= Helen Moore (mathematician) =

American mathematician

Helen Elizabeth Moore is an American mathematician. Originally a differential geometer, she moved from academia to industry and from pure to applied mathematics, and in particular the applications of control theory to combination therapy in the health industry. She is affiliated with pharmaceutical company AstraZeneca.

==Education and career==
Moore grew up in Charlotte, North Carolina, where her interest in mathematics came from her grandfather, an architect. In her last two years of high school, she attended a state magnet school, the North Carolina School of Science and Mathematics. Next, she attended the University of North Carolina at Chapel Hill, initially studying physics but shifting to mathematics, and starting an ongoing mathematics competition club at the university.
She completed her Ph.D. at Stony Brook University with a doctorate in differential geometry and minimal surface theory, Minimal Submanifolds with Various Curvature Bounds, supervised by Michael T. Anderson. She was frequently the only woman in her undergraduate classes, and the only woman of ten in her graduate program when she entered to leave with a Ph.D.

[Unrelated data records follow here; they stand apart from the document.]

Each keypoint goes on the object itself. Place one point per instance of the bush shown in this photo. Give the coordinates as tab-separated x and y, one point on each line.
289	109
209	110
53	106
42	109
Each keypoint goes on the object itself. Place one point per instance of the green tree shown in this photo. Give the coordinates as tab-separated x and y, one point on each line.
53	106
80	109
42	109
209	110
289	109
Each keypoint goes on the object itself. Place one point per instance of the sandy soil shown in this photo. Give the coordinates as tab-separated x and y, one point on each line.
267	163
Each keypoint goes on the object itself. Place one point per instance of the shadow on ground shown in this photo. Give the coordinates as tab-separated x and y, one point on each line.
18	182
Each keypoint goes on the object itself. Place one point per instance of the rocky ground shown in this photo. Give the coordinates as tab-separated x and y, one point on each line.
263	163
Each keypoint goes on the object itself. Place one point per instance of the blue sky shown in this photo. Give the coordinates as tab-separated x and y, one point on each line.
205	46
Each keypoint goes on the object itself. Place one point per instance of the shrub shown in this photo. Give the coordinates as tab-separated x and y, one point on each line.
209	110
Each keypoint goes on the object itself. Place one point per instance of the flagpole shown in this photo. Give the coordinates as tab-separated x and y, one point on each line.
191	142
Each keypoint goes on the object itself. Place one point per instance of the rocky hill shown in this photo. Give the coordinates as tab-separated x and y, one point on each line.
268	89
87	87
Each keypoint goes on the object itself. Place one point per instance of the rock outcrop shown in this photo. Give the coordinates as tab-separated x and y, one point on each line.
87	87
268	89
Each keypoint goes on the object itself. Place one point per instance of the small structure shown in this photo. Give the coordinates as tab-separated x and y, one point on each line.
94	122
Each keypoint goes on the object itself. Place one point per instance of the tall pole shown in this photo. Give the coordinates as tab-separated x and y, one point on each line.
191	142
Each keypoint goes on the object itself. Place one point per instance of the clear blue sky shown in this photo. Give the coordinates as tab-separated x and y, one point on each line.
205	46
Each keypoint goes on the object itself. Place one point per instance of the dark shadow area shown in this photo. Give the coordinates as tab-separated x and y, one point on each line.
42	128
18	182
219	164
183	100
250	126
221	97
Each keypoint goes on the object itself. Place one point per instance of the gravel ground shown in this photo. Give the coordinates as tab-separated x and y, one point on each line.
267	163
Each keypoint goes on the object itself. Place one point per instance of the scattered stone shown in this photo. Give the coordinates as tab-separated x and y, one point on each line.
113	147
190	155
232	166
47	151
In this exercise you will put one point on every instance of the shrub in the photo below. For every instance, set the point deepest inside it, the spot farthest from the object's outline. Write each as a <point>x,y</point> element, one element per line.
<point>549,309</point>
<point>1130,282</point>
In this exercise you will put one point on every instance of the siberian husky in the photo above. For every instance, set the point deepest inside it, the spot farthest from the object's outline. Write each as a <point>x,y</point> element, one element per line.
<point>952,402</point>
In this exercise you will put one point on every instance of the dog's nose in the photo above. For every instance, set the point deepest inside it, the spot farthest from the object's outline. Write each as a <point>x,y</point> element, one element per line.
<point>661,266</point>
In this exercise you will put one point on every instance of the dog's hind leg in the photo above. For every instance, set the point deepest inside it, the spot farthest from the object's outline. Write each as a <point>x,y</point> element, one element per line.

After completing her doctorate, Moore taught at Bowdoin College and, on a sabbatical from Bowdoin, at Stanford University. While at Stanford, she became interested in disease modeling. She became Associate Director of the American Institute of Mathematics, while continuing to work as a mentor to women in science, technology, engineering, and mathematics at Stanford. From there she moved to industry, working for Bristol-Myers Squibb and later AstraZeneca.
Moore was elected to the council of the Society for Industrial and Applied Mathematics in 2016. Furthermore, as of 2023 Moore serves as the Vice-Chair for the SIAM's Activity Group on Life Sciences.

In 2021, Moore returned to academia as an associate professor in the Laboratory for Systems Medicine within the College of Medicine at the University of Florida, where her research focuses on modeling disease-immune dynamics, assessing systems model predictions, and optimizing combination drug regimens.

==Recognition==
In 2018, the Society for Industrial and Applied Mathematics listed Moore as a Fellow, "for impactful industrial application of mathematical modeling in oncology, immunology, and virology. For mentoring, teaching, and leadership."

In 2025, WUFT highlighted Moore's personal journey in an article titled "When math meets medicine: How a mathematician turned grief into a mission," detailing how she transformed personal loss into a mission to improve cancer treatment through mathematical modeling.